But, Mr. Speaker, without a thorough understanding of all the costs and benefits associated with this type of arrangement, many people are left wondering how this will impact on the future generations of students and taxpayers. I was very pleased to see this government uphold its commitment to re-examine P3 school construction so as to better determine what impact these types of arrangements will have, not only the finances of the province, but also on the education of present and future generations of Nova Scotia's children.

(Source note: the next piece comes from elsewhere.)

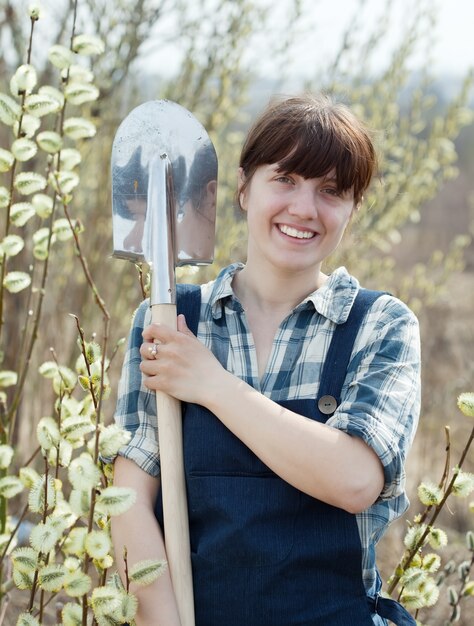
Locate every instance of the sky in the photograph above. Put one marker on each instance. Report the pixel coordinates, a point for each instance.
(451, 49)
(453, 41)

Mr. Speaker, one line from the Speech from the Throne caught my eye, "While quality health care and a strong and vibrant economy are critical to this province's success in the 21st century, it is the skill, talent, and resourcefulness of Nova Scotians that will take us there.". This is the vision on which the commitment to direct every available tax dollar of education is found. This government recognizes the importance of education with the focus on providing learning opportunities for all students. This represents a departure from the way government has viewed education over the past six years. We don't need palaces, we need schools built to a standard that provides learning opportunities that are consistent with the demands of the economy of today and tomorrow. (Applause)

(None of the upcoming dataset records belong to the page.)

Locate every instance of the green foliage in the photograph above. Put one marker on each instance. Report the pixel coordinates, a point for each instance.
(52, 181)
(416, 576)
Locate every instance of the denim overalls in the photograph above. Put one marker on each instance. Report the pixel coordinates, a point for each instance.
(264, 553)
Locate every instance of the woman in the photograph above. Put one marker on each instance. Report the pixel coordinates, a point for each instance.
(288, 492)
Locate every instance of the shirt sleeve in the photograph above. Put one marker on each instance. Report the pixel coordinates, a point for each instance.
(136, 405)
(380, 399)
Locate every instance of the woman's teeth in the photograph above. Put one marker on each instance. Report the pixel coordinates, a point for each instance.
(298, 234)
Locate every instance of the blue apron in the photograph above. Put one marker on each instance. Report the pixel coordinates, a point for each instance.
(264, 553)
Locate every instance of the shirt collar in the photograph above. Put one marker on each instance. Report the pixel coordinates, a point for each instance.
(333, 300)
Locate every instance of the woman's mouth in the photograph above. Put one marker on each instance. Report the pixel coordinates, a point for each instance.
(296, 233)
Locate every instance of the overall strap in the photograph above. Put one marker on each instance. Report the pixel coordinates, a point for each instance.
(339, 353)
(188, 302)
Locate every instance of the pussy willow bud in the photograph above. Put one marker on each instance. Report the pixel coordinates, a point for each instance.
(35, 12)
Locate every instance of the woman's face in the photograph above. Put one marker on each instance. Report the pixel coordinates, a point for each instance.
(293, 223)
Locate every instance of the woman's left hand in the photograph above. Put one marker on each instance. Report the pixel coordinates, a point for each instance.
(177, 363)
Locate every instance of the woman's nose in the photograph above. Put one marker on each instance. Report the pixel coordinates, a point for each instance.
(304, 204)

AN HON. MEMBER: Hear! Hear!

MRS. BAILLIE: We indeed do need opportunities that are provided in a credible manner so that the students are the determining factor in the level of success, not the government.

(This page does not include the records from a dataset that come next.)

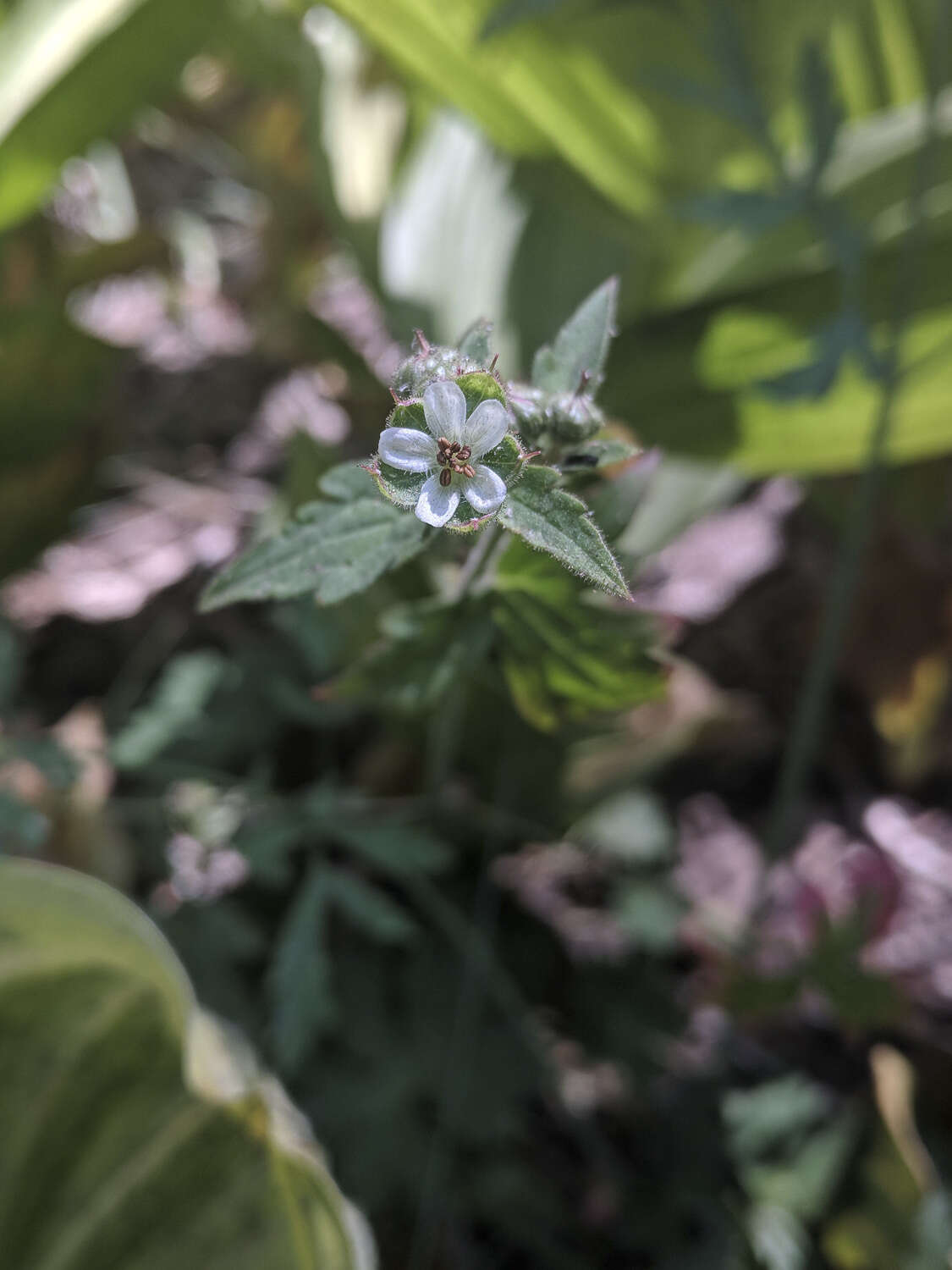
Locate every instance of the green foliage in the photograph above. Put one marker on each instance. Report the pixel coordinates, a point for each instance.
(106, 1142)
(565, 660)
(73, 70)
(575, 361)
(178, 703)
(329, 550)
(527, 89)
(551, 520)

Mr. Speaker, the roads are also an issue of significant importance to the people of Pictou West. It is no secret that a good many secondary roads throughout this province are in need of maintenance and work. This is also very true in my constituency. Many of the calls I receive are in relation to the deteriorating condition of our roads. People are looking for a commitment that work will be done to improve and maintain the current network of roads in this province. I am pleased to see the commitment outlined in the Speech from the Throne. I am encouraged by this government's long-term plan for the investment in both primary and secondary highway systems and to increase highway funding and future budgets.

Mr. Speaker, this past summer a twinned section of Highway No. 104 between Salt Springs and the Westville turnoff was completed and opened to traffic. This new section permits a safer and quicker commute from New Glasgow to Truro. However, in bypassing the communities of Salt Springs and Alma, a number of the businesses are removed from the direct flow of traffic past their front doors. This is of great concern to many of the residents of this area who are affected by the bypass.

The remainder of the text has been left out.